I just don't see the benefit of complaining about how its an "antipattern".
Unfortunately yes. It was 9350 lines of string concatenation that called sp_executesql at the end (T-SQL/SQL2005). I had to remove all the injection attacks...
My main experience with Hibernate but I could give you a nice long list of examples. The big problem is that there is a pretense of transparency and simplicity when it doesn't actually exist.
For example, Hibernate tries to optimise how much it loads and saves. This means it doesn't load foreign keys automatically and it has its own logic for exactly when and how it flushes data.
If you are loading an object it will by default not load the collections of objects that are related to it - that will happen lazily when those properties are accessed. Sounds fine, right? Exactly what a good developer would do by default anyway. Until you pass one of those objects around to a naive code module that knows nothing of the database and it tries to access the property - which looks like a nice in-memory collection to them - and it now executes an expensive query on the database that you weren't expecting. In fact, the naive code module might get a whole list of these things to work with and it might sequentially query each one. The best case here is that it's thousands of times more expensive than it should be, but the worst case is far worse - the database transaction might have ended or have been rolled back (which generates a giant exception+stack trace), or the rows might have been locked (which might just make things slow but could result in deadlocks since this naive code doesn't know anything about the database).

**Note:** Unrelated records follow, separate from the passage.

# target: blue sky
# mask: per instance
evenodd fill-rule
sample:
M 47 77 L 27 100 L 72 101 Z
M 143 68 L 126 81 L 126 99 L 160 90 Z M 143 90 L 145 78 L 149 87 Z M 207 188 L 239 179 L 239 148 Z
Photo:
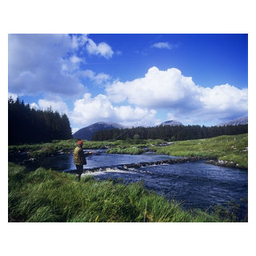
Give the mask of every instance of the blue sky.
M 247 115 L 247 34 L 9 34 L 9 95 L 91 123 Z

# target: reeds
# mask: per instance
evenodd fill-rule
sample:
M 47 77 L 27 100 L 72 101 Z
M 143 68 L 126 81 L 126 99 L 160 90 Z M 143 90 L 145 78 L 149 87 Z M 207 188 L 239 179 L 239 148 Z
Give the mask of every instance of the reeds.
M 98 182 L 9 163 L 9 222 L 228 222 L 214 213 L 184 210 L 174 201 L 146 190 L 143 182 Z

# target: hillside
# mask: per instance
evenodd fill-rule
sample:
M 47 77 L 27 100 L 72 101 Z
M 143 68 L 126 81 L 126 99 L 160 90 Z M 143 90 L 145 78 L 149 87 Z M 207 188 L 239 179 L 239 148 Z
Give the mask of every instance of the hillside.
M 90 141 L 95 132 L 100 130 L 108 130 L 112 129 L 124 128 L 122 125 L 114 122 L 98 122 L 89 126 L 78 130 L 73 134 L 74 138 L 86 139 Z

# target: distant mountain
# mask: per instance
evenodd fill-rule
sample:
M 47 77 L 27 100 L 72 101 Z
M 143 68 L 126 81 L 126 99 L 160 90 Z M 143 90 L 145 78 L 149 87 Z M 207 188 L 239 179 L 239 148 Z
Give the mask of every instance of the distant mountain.
M 164 122 L 160 125 L 158 125 L 158 126 L 183 126 L 183 125 L 180 122 L 178 122 L 175 120 L 169 120 L 169 121 Z
M 73 138 L 90 141 L 93 138 L 94 133 L 97 131 L 117 128 L 122 129 L 125 127 L 114 122 L 98 122 L 78 130 L 73 134 Z
M 224 122 L 218 125 L 218 126 L 239 126 L 248 124 L 248 116 L 240 118 L 235 120 Z

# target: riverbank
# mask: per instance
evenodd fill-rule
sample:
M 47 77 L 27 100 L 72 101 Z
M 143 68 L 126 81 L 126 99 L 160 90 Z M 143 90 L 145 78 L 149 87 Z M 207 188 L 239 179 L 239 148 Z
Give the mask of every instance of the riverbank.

The way I see it in the end is that ORMs try to hide some of the most important parts of your software design from plain sight. You feel like they are hiding trivial stuff that is boring and you don't want to waste time on. But in the end that stuff is absolutely critical to your design and some of the most core stuff you should be thinking about. Having it all hidden away makes you not think about it at all until its too late and you've built a whole giant application on shaky ground.
After being through this enough times I am now expert enough to confidently build applications using Hibernate and save time over plain SQL. But the body of knowledge I had to accumulate just about Hibernate is equal to all the knowledge I ever had to learn about plain old relational databases. These days, if I start a new project using an ORM I try to minimize its use down to just being a convenient utility for loading rows and map them into an object's properties.

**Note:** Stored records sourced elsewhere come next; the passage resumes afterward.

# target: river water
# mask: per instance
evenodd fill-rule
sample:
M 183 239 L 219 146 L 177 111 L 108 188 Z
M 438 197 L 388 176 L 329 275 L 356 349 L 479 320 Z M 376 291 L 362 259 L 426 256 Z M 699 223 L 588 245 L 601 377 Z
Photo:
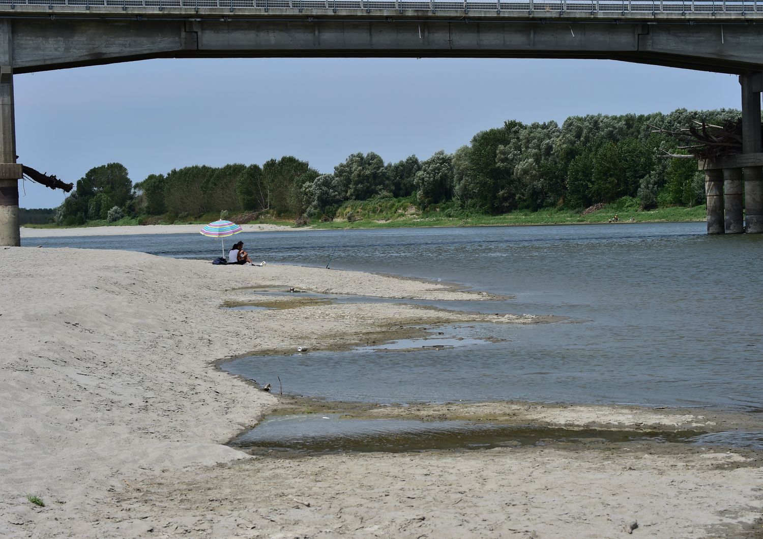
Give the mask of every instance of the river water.
M 438 306 L 556 315 L 452 348 L 253 357 L 225 368 L 284 392 L 378 403 L 526 399 L 763 408 L 763 236 L 703 223 L 242 233 L 256 259 L 439 279 L 509 294 Z M 32 238 L 24 245 L 219 255 L 200 235 Z

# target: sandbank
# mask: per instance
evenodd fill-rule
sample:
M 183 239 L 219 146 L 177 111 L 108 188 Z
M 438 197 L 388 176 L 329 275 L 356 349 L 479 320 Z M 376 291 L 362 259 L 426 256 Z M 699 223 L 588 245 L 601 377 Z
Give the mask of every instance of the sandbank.
M 610 537 L 629 530 L 695 537 L 759 528 L 763 467 L 749 451 L 645 442 L 253 457 L 224 444 L 278 399 L 215 361 L 392 338 L 401 328 L 465 316 L 362 303 L 220 309 L 240 300 L 242 289 L 430 300 L 475 293 L 121 251 L 6 248 L 0 268 L 0 536 Z M 700 421 L 699 412 L 663 420 L 655 410 L 578 411 L 565 407 L 559 421 Z M 539 421 L 554 417 L 538 411 Z

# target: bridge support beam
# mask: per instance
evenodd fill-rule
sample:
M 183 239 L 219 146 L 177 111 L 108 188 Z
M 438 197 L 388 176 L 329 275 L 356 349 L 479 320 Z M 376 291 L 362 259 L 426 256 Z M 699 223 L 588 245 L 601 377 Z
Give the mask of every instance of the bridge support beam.
M 707 233 L 723 234 L 723 172 L 720 168 L 705 171 L 705 197 L 707 199 Z
M 745 231 L 742 191 L 742 168 L 723 168 L 723 208 L 726 210 L 726 234 L 741 234 Z
M 742 152 L 761 151 L 761 91 L 763 73 L 739 76 L 742 85 Z M 745 213 L 749 233 L 763 233 L 763 172 L 760 166 L 743 168 Z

The one thing I will say in their defense is that when time is your most critical factor - eg: you're a startup with 3 months of runway and your end product is going to be mainly demo ware to get your next round of funding - an ORM like ActiveRecord, etc. is absolutely the right thing.
It's mainly due to the fact that MORE abstraction means MORE complexity. I currently have to deal with an NHibernate mess of over 1000 domain objects (!) at the moment and it's an absolute nightmare on the performance and maintainability front.

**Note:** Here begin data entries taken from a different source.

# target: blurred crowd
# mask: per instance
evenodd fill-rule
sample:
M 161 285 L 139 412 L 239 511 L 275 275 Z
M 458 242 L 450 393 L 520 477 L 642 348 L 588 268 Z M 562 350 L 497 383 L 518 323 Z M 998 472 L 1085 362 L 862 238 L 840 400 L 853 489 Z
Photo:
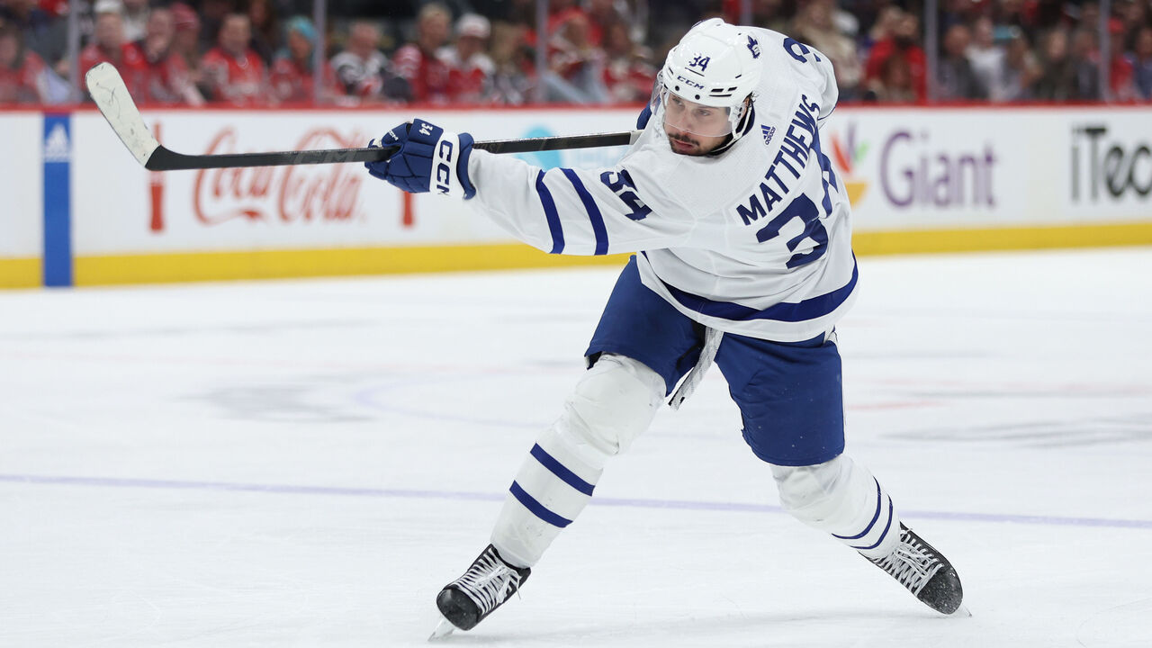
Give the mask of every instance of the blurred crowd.
M 1150 5 L 1111 2 L 1101 46 L 1093 1 L 938 0 L 934 70 L 924 2 L 751 0 L 750 8 L 751 24 L 828 55 L 842 101 L 919 103 L 930 84 L 943 101 L 1147 101 Z M 540 35 L 535 0 L 329 0 L 321 38 L 311 0 L 78 6 L 69 16 L 69 0 L 0 0 L 0 104 L 81 98 L 69 22 L 81 35 L 78 74 L 111 62 L 141 104 L 637 104 L 694 22 L 741 23 L 744 10 L 740 0 L 552 0 Z

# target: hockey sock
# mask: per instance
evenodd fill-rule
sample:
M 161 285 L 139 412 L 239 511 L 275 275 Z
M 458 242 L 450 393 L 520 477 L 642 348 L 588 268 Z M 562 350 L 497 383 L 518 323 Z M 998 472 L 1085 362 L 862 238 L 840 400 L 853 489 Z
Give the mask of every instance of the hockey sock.
M 537 438 L 516 472 L 492 530 L 492 544 L 507 563 L 535 565 L 592 499 L 607 455 L 600 454 L 596 461 L 596 454 L 588 450 L 563 434 L 560 422 Z
M 850 458 L 817 466 L 773 466 L 780 504 L 802 522 L 832 534 L 867 558 L 900 543 L 900 515 L 880 482 Z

To be fair, 1,000 (or however many you need) stored procedures probably wouldn't be all that much better. I've seen systems taking both approaches and I've seen both go right and wrong. It has more to do with the team than the technology, I think.
It's not worthwhile if you don't understand what the function of the ORM code is. ORM might be an abstraction, but it doesn't mean it doesn't take some elbow grease to learn. Like anything worthwhile, once you get over the learning curve hump, it becomes a tool that you enjoy using precisely because you understand it.
Even when you have to sometimes write SQL inside your ORM!
When ORM starts to get in the way like that it really makes you wonder whether it's worthwhile.